# Hacker Finds PS3 Firmware 3.56 Exploit



## Sully99 (Mar 6, 2011)

QUOTE said:
			
		

> Today PS3 hacker Mathieulh reports finding a PlayStation 3 Firmware 3.56 exploit, although he states he has no plans to give any further details about it.
> 
> To quote from PSX-Scene (linked above): Well-known hacker Mathieu Hervais has reportedly found a bug that allows exploiting metldr, the bootloader and firmware version 3.56. Unfortunately, he refuses to release it.
> 
> ...



http://www.ps3news.com/PS3-Hacks/ps3-hacke...e-3-56-exploit/

Is he telling the truth? He does have an established reputation.


----------



## SPH73 (Mar 6, 2011)

Yeah but will we get arrested for watching his YouTube videos?


----------



## Tonitonichopchop (Mar 6, 2011)

Talk about being a troll. If you don't have plans to release something to the internet, then don't even mention it. Now he just looks like an attention whore.


----------



## Fear Zoa (Mar 6, 2011)

SPH73 said:
			
		

> Yeah but will we get arrested for watching his YouTube videos?


My sources say yes.... 
	

	
	
		
		

		
			





And I think he would release it if Geohot wins.....otherwise its just too risky for him


----------



## Nujui (Mar 6, 2011)

SPH73 said:
			
		

> Yeah but will we get arrested for watching his YouTube videos?


Nah, will get sued for just know it 
	

	
	
		
		

		
		
	


	




but anyway, I can see why he wouldn't say anything.


----------



## Tux' (Mar 7, 2011)

Tonitonichopchop said:
			
		

> Talk about being a troll. If you don't have plans to release something to the internet, then don't even mention it. Now he just looks like an attention whore.



Well he probably said this not to be an attention whore, but to tell others it is possible and so others can try and he won't be sued for giving anything away, right?


----------



## raulpica (Mar 7, 2011)

Tonitonichopchop said:
			
		

> Talk about being a troll. If you don't have plans to release something to the internet, then don't even mention it. Now he just looks like an attention whore.


Please, everybody, stop screaming "attention whore" at every single thing an hacker says 
	

	
	
		
		

		
		
	


	




He said that to let other hackers know that an exploit _exists_ and that they just have to search for it.

Seeing the latest things Sony did to hackers, I can't blame him if he doesn't want to be the one to release it.


----------



## Slyakin (Mar 7, 2011)

I'm glad to see an exploit, and I'm even happier that he's not releasing it.

He'll get into some REAL SRS SHIT.


----------



## Rydian (Mar 7, 2011)

Tonitonichopchop said:
			
		

> Talk about being a troll. If you don't have plans to release something to the internet, then don't even mention it. Now he just looks like an attention whore.

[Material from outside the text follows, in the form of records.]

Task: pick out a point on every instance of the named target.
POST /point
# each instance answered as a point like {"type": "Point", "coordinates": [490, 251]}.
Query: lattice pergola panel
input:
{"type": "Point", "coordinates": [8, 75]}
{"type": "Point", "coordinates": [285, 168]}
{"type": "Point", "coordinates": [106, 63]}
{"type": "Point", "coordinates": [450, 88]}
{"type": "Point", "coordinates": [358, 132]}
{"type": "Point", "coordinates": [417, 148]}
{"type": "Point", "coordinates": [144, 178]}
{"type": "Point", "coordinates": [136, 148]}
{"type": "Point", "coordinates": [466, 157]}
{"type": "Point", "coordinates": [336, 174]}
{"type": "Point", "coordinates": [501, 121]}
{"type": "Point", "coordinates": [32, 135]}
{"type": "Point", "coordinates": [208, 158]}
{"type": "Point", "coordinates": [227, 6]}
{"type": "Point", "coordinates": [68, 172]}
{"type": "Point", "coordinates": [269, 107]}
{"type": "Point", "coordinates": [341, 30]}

Just to people like you that don't know any better.  The hacking community is not about deliverance, and if you go around _expecting_ that hacks will be given to you _you're going to get eaten alive_.


----------



## Tonitonichopchop (Mar 7, 2011)

Rydian said:
			
		

> Tonitonichopchop said:
> 
> 
> 
> ...



That isn't like this at all. He basically just posted "Hey, an exploit exists, but I'm not releasing it." which not only doesn't help a hacker whom would be willing to release it, it also just seems like a way of boosting his credentials like he did something when he may as well have done nothing at all.

Then again, I don't know this guy's reputation, so maybe he really did do it. Either way, it means absolutely nothing to everyone.


----------



## jefffisher (Mar 7, 2011)

Tonitonichopchop said:
			
		

> Rydian said:
> 
> 
> 
> ...


you're wrong what he did was let everyone else know it's possible now someone else who doesn't mind getting in trouble with sony knows it's there can find and release it.


----------



## Rydian (Mar 7, 2011)

Tonitonichopchop said:
			
		

> Either way, it means absolutely nothing to everyone.


It means nothing to you because you're not a hacker.

You're just mad he's not releasing it.

You should stop thinking that way.


----------



## cyb3ritachi (Mar 7, 2011)

Rydian said:
			
		

> Tonitonichopchop said:
> 
> 
> 
> ...



Agree, couldnt make it any more clear


----------



## Ryupower (Mar 7, 2011)

there are most likely private exploits 
for most for the system out now

as for the ps3 exploit 
he know sony is going after ANYONE that is posting Major hacks and keys for the ps3
that is why he is NOT posting his exploit


----------



## Tonitonichopchop (Mar 7, 2011)

Rydian said:
			
		

> It means nothing to you because you're not a hacker.
> 
> You think this information will help a hacker? He didn't even give an ounce of info how to do it, so if someone was also trying to find the exploit before him, then this won't be giving them any clues. Maybe a bit of motivation if anything.
> 
> ...



I'm a bit curious to know what you mean by this.


----------



## Eckin (Mar 7, 2011)

Why not release it as Anonymous instead of tweeting about it?


----------



## KingVamp (Mar 7, 2011)

Tonitonichopchop said:
			
		

> Rydian said:
> 
> 
> 
> ...


'Cause Sony have ways to find this "anonymous" person.


----------



## .Chris (Mar 7, 2011)

Eckin said:
			
		

> Why not release it as Anonymous instead of tweeting about it?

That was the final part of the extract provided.